Itu malapetaka," kata Ketua KY Suparman Marzuki kepada detikcom, Kamis
(3/10/2013).
Sebagai informasi, pada Agustus 2006, MK menghapus
kewenangan Komisi Yudisial (KY) untuk mengawasi kinerja hakim agung dan
hakim konstitusi. Pada Agustus 2013 muncul wacana permintaan pengawasan
hakim MK oleh KY yang kembali ditolak mentah-mentah.
Suparman
berharap dengan peristiwa penangkapan Ketua MK Akil Mochtar oleh KPK
menjadi momentum untuk membuka kembali RUU pengawasan hakim konstitusi.

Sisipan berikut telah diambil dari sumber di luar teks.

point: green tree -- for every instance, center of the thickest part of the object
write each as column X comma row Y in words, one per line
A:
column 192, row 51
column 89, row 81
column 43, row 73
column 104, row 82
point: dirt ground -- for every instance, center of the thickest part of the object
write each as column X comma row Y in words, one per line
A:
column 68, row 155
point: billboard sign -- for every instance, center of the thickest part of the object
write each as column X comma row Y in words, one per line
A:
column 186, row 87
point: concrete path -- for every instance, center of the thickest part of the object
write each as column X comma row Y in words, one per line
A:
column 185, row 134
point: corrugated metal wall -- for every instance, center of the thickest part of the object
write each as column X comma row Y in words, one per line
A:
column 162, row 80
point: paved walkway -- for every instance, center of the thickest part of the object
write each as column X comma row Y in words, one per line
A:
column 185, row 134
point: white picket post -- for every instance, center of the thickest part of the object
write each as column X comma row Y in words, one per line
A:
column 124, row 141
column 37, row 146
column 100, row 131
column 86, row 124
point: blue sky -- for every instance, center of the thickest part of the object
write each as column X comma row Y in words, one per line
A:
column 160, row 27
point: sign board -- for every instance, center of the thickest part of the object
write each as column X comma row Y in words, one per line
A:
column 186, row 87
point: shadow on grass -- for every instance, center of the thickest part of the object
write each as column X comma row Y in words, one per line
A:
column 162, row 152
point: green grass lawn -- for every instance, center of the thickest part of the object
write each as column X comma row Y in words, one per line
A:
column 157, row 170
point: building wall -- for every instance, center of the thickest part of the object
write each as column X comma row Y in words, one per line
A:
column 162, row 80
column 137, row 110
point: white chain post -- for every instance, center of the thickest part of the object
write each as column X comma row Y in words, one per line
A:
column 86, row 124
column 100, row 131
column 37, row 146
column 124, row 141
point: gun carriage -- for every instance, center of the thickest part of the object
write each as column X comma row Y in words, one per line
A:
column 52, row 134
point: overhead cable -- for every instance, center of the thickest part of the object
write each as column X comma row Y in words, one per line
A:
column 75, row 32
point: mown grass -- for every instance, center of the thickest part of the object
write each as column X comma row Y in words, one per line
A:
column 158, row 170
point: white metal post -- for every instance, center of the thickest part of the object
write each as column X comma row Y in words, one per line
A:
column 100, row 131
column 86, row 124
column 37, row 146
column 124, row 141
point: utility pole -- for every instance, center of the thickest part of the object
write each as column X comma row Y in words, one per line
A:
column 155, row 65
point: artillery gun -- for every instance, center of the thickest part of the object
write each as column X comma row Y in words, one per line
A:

Ia menilai putusan MK yang sederajat dengan konstitusi harus diawasi
dengan dilakukannya perubahan konstitusi.
"Tidak ada jalan lain
selain perubahan konstitusi, putusan MK itu sederajat konstitusi
sehingga perlu amandemen konstitusi untuk KY. Jadi harapan kita ini
membuka jalan untuk membuat UU dan melihat kembali posisi ini dan
masukan dalam agenda perubahan konstitusi," ujar Suparman.
Menanggapi
Majelis Kehormatan yang akan dibentuk MK untuk menentukan nasib Akil
Mochtar, Suparman mengingatkan kepentingan masyarakat luas harus
diprioritaskan. Ia berharap anggota Majelis Kehormatan adalah orang yang
benar-benar ingin membersihkan MK.
"Yang dibutuhkan oleh
masyarakat adalah Majelis Kehormatan yang benar-benar patut dipercaya,
laik dipercaya, sehingga tepat saat duduk di Majelis Kehormatan MK itu.
Majelis Kehormatan itu bukan sekadar menelisik apa yang terjadi pada
ketua MK khususnya, tapi juga menelisik dalam rangka membersihkan MK
dari kemungkinan-kemungkinan yang diduga publik," tutup Suparman.